L'asthme est une maladie respiratoire chronique courante qui touche environ 300 millions de personnes à travers le monde. Environ la moitié des personnes souffrant d'asthme présentent une composante allergique importante, ce qui pourrait constituer une opportunité pour un traitement ciblé. L'immunothérapie par voie sublinguale (ITSL) vise à réduire les symptômes de l'asthme en administrant des doses croissantes d'un allergène (par ex. acarien domestique, extrait de pollen) sous la langue pour induire une tolérance immunitaire. Cependant, on ne sait pas si la voie d'administration sublinguale est sûre et efficace dans l'asthme.

Objectifs: 

Évaluer l'efficacité et l'innocuité de l'immunothérapie sublinguale par rapport à un placebo ou à des soins standards pour des adultes et des enfants asthmatiques.

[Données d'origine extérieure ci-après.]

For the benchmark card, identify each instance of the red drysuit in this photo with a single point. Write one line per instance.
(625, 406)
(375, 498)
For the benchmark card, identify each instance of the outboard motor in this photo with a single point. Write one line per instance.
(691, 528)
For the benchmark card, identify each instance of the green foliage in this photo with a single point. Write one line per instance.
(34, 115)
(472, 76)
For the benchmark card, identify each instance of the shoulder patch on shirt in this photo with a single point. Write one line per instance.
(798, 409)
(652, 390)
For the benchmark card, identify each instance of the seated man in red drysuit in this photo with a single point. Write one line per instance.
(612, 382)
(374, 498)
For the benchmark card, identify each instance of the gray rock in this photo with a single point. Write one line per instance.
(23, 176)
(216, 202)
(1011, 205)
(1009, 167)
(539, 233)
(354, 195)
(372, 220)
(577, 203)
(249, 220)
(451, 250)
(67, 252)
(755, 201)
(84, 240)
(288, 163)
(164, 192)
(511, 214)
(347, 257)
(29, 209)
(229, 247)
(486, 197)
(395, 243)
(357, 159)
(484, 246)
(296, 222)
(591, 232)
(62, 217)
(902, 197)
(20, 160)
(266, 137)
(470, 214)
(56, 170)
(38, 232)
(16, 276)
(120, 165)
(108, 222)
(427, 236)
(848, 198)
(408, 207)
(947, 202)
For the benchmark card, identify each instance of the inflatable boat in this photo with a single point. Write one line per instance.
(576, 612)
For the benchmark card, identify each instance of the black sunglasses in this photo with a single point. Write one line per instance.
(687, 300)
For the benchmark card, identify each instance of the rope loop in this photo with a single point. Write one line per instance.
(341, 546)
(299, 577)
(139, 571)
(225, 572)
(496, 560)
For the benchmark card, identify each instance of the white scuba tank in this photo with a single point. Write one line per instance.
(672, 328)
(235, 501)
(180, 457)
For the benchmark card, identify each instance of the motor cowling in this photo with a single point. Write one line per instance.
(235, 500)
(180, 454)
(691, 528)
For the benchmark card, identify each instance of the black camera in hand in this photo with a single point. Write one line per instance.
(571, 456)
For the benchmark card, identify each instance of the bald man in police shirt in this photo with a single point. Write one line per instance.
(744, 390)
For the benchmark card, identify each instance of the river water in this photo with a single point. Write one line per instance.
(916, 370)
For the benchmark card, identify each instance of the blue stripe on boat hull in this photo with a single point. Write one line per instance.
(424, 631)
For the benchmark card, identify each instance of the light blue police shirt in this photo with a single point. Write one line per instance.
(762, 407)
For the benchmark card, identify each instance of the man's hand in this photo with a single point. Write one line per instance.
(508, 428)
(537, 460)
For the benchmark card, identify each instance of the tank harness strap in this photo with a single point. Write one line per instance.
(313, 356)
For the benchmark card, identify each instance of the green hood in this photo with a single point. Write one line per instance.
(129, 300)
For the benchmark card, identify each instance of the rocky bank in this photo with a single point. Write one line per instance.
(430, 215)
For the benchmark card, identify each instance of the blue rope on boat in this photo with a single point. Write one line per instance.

La stratégie de recherche documentaire: 

Nous avons identifié des essais dans le registre spécialisé du groupe Cochrane sur les voies respiratoires, ClinicalTrials.gov (www.ClinicalTrials.gov), le portail des essais de l'Organisation mondiale de la Santé (www.who.int/ictrp/en/) et les références bibliographiques de toutes les études primaires et articles de revue. Cette recherche est à jour en date du 25 mars 2015.

Critères de sélection: 

Nous avons inclus les essais contrôlés randomisés (ECR) en parallèle, indépendamment de la mise en aveugle ou de la durée, qui avaient évalué l'immunothérapie par voie sublinguale versus placebo ou en tant que complément à une prise en charge standard de l'asthme. Nous avons inclus les adultes et les enfants souffrant d'asthme quelles qu’en soient la gravité et les caractéristiques de la sensibilisation allergénique. Nous avons inclus les études qui avaient recruté des participants atteints d'asthme, de rhinite ou des deux, dans la mesure où au moins 80 % des participants à l'essai présentaient un diagnostic d'asthme.

Recueil et analyse des données: 

Deux auteurs de la revue ont indépendamment passé au crible les résultats de la recherche pour les essais inclus, extrait les données numériques et évalué le risque de biais, tout a été recoupé pour en vérifier l'exactitude. Nous avons résolu les désaccords par la discussion.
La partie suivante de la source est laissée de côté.